Pongamos un ejemplo muy vigente sobre el paradigma personal que se sustenta sobre un modelo de base y concreto que es “el respeto al otro”. Respeto no significa igualdad, pues supone una lógica de diferenciación sin superioridad preestablecida entre dos individuos o dos grupos. El principio antiparadigmatico del respeto es “la desconsideración del otro o los otros” por calificarlos de distintos e inferiores, y por tanto posibles objetos de relaciones de incomunicación, burla, descalificación, sumisión, dependencia y vejación.
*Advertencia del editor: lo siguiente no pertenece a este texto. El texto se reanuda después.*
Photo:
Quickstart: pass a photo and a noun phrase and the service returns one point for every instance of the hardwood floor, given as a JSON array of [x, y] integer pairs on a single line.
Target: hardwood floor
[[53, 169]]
Sobre el paradigma del respeto se pueden construir algunos comportamientos valiosos, como la escucha activa, la cooperación y el aprendizaje, que transforman la diversidad o la diferenciación en un activo común, es decir un recurso positivo. Esto ocurre cuando logramos la conjunción de intereses, la hibridación de soluciones y la consideración de las ventajas siempre presentes en lo diferente. Sobre el paradigma contrario de la desconsideración del otro se construyen otras posiciones de aislamiento, autoritarismo, de marginación, explotación, incluso de expulsión de los individuos de ciertos entornos sociales considerados superiores o de elite. Las estructuras jerárquicas –en el uso excesivo del poder, no de la autoridad– conducen a soluciones dentro del paradigma de la desconsideración y el autoritarismo al someter la voluntad de unas personas bajo la de otras. La propaganda, que rodea a todos los conflictos, pretende por ambas partes construir moldes paradigmáticos contrarios sobre los que afectar cualitativamente los argumentos y posturas de los afectados y observadores.

Las conversaciones y acuerdos entre personas o colectivos que rezuman paradigmas opuestos, no pueden entrar en soluciones satisfactorias y duraderas para ambos posicionamientos sin ayuda especializada del exterior. Esto lo vemos continuamente en el enfrentamiento obsesivo de los partidos políticos entre sí, en los conflictos intergeneracionales y en los choques culturales. El acuerdo –si llega– es ficticio, engañoso y artificial, donde no se han satisfecho los principios paradigmáticos de ninguna de las dos partes, porque los paradigmas opuestos están debajo de lo que se razona, cada uno con su lógica. Un mal arreglo, como tantas veces se dice –si llega– volverá a ser replanteado quizás pocos meses o años después, pero sobre un conflicto más enquistado.

Por eso los paradigmas personales son ciegos y no ceden, porque si lo hacen se destruyen para siempre. La persona se siente mentalmente desarmada y contrariada –se dice indignada–, no siendo nunca sustituido su paradigma por otro paradigma contrario o enfrentado al anterior. Podemos decir que tenemos ceguera paradigmática cuando nos aferramos ciegamente una sola forma de ver y hacer las cosas, asegurando que la nuestra es la cierta o verdadera. Esta ceguera disminuye nuestra capacidad de percibir cambios necesarios en nuestras posiciones, de explorar nuevos conceptos y explotar oportunidades para llegar a soluciones, es decir aprender. Casi siempre hay más de una manera de resolver un reto con ventajas insólitas en distintos enfoques, que nos proporciona el paso de tiempo y los cambios inesperados de otros grandes paradigmas, como son –en estos momentos– los tecnológicos y poblacionales respecto a los modelos de vida y trabajo.

Siguiendo con el ejemplo del respeto al otro, si este paradigma estuviera entroncado mayoritariamente en la sociedad las actitudes de dominio y de abuso entre personas de distintas categorías profesionales, de igual o distinto sexo, de distintas edades y otras diferencias, serían minoritarias y socialmente reprobadas con un rechazo extensivo a la “desconsideración”. Y en tanto en cuanto esta dualidad de paradigmas –respeto y desconsideración– se decante en un sentido u otro instalándose en la comunicación, en la educación, en la valoración social, en las leyes, en las formas de pensar, de razonar, de juzgar y de actuar, el cambio social puede conducir a nuevos espacios socialmente inéditos para bien o para mal.